Building on years of research on communication-based system-level design at Columbia University, ESP combines an architecture and a methodology. The flexible tile-based architecture simplifies the integration of heterogeneous components by balancing regularity and specialization. The companion methodology raises the level of abstraction to system-level design, thus promoting closer collaboration among software programmers and hardware engineers. Through the automatic generation of device drivers from pre-designed templates, ESP simplifies the invocation of accelerators from user-level applications executing on top of Linux. Through the automatic generation of a multi-plane network-on-chip from a parameterized model, the ESP architecture can scale to accommodate many processors, tens of accelerators, and a distributed memory hierarchy.

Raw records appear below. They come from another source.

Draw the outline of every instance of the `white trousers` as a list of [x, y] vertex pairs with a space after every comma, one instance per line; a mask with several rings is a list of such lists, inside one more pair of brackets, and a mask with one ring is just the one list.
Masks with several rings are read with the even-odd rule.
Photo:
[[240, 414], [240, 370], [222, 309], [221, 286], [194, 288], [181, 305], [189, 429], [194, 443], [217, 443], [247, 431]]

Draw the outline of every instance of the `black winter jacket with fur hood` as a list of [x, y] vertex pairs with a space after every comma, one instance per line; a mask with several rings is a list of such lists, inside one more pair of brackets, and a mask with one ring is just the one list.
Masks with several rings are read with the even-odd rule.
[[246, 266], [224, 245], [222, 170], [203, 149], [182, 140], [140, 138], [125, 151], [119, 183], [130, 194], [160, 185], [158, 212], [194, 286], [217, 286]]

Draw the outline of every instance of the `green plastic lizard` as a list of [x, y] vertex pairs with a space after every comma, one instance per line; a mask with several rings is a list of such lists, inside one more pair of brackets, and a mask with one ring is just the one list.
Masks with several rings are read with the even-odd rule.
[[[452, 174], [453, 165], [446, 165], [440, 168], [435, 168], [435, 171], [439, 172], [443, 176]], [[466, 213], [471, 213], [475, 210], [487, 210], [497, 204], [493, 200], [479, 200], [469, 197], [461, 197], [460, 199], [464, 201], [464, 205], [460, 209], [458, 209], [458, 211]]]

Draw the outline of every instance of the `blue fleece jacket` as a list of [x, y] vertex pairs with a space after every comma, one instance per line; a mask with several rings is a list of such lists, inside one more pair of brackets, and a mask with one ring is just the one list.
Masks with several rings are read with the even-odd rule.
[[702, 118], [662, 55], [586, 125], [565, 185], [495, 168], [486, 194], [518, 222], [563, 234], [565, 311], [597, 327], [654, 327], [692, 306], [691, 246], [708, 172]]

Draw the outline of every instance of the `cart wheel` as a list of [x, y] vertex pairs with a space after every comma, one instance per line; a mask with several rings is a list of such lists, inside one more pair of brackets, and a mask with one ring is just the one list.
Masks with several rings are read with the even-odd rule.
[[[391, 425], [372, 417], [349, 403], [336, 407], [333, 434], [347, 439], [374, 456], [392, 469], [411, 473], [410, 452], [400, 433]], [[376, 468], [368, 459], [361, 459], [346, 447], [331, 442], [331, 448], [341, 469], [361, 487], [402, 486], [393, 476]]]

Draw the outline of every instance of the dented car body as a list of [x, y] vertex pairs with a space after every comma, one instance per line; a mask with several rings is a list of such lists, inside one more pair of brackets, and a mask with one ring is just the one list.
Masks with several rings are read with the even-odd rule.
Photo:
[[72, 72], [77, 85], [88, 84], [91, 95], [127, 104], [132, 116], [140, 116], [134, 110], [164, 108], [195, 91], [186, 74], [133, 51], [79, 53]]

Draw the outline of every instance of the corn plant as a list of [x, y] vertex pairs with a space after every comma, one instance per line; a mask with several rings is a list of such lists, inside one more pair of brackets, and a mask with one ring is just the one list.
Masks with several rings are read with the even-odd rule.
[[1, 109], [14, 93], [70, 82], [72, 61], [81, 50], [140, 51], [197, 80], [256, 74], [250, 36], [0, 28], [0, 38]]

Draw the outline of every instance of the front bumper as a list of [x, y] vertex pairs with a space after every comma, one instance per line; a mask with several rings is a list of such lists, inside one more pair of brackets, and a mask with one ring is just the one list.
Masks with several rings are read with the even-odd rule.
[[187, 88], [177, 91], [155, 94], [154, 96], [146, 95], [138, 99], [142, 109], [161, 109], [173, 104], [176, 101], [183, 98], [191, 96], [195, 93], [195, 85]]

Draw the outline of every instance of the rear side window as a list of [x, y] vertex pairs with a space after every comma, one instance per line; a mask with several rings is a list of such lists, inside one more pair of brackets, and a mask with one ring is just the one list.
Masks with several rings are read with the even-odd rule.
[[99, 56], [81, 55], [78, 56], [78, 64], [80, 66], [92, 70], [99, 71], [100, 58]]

A set of ESP Platform Services provides pre-validated solutions for accelerators configuration, memory management, sharing of system resources, and dynamic frequency scaling, among others.

  • How does ESP differ from other RISC-V based platforms?

To date, the majority of the open-source hardware (OSH) efforts related to RISC-V have focused on the development of processor cores that implement the RISC-V ISA and small-scale SoCs that connect these cores with tightly-coupled functional units and coprocessors, typically through bus-based interconnects. Meanwhile, there have been less efforts in developing solutions for large-scale SoCs that combine RISC-V cores with many loosely-coupled components, such as coarse-grain accelerators, interconnected with a network-on-chip (NoC). Compared to other RISC-V related projects, ESP is focused on scalability (with the NoC-based architecture), heterogeneity (with emphasis on loosely-coupled accelerators), and flexibility (with support of different design flows). Just like the ESP architecture simplifies the integration of heterogeneous components developed by different teams, the ESP methodology embraces the use of heterogeneous design flows for component development.

  • Who are the authors of ESP?

ESP has been developed by the System-Level Design (SLD) group in the Department of Computer Science at Columbia University during the past seven years. The SLD group has published over a dozen scientific papers in peer-reviewed conferences and journals to describe the most innovative aspects of ESP. ESP has been released as an open-source project via GitHub in the summer 2019.